Namun kini, semua sudah berlalu. Tidak ada gunanya terus mengutuk masa lalu. Keputusan-keputusan yang mereka buat waktu itu, benar atau salah, telah membawa mereka pada momen ini. Momen di mana mereka mencoba memahami satu sama lain meskipun semuanya tidak lagi seperti dulu.
Siera baru saja merebahkan tubuhnya di atas kasur ketika sebuah notifikasi muncul di layar ponselnya. Pesan dari Arka.
"Sie, aku udah sampai di rumah."
Pesan singkat itu membuat Siera menghela napas panjang. Setelah mengantarnya pulang tadi, Arka langsung bergegas kembali ke rumahnya. Sikapnya malam ini terasa berbeda, lebih lembut, lebih perhatian. Namun, Siera tahu bahwa semua itu tidak cukup untuk menghapus rasa kecewa yang telah tertanam begitu dalam selama ini.
Ia menatap layar ponselnya sejenak, membaca pesan dari Arka dengan hati yang masih ragu. Namun, tidak ada dorongan untuk membalas. Siera hanya membaca pesan itu, lalu meletakkan ponselnya kembali di meja samping tempat tidur.
Pikirannya berkecamuk. Sebagian dirinya ingin mempercayai Arka lagi, tetapi sebagian lainnya masih terjebak dalam luka yang belum sepenuhnya sembuh. "Apakah sikap perhatian ini akan bertahan, atau hanya sementara? Atau ini hanya salah satu cara yang Arka lakukan agar perjodohan itu terjadi?" pertanyaan-pertanyaan itu terus berputar dalam pikirannya.
Malam itu, perasaan lega bercampur dengan rasa gamang yang sulit ia definisikan. Ia mencoba menenangkan dirinya, menyadari bahwa memaafkan tidak akan semudah membalikkan telapak tangan.
Di sisi lain, ponsel Arka bergetar di atas meja kecil di ruang tamu rumahnya. Ia sempat mengecek layar, berharap balasan dari Siera. Namun, tidak ada pesan masuk. Hanya notifikasi lain yang tidak begitu penting.

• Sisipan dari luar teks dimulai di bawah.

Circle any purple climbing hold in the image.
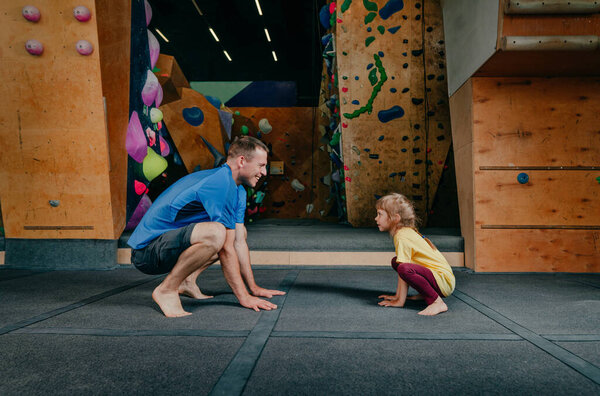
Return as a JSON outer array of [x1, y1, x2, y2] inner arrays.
[[377, 106, 404, 122], [379, 0, 404, 19], [144, 0, 152, 26], [125, 111, 147, 164], [182, 106, 204, 126], [148, 30, 160, 69]]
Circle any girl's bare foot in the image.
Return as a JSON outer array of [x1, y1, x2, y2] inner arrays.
[[379, 299, 404, 308], [152, 285, 191, 318], [179, 281, 213, 300], [419, 296, 448, 316]]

Arka menyandarkan tubuhnya, menghela napas berat. "Mungkin memang butuh waktu," pikirnya, mencoba memahami situasi dari sisi Siera. Ia tidak ingin memaksakan apa pun. Yang ia tahu, malam ini adalah awal dari sebuah perjalanan panjang untuk memperbaiki kesalahan yang pernah ia buat.
Di bawah langit malam yang sunyi, keduanya berada di tempat yang berbeda, namun dengan perasaan yang sama, terjebak di antara harapan untuk memperbaiki dan kenyataan yang sulit diabaikan.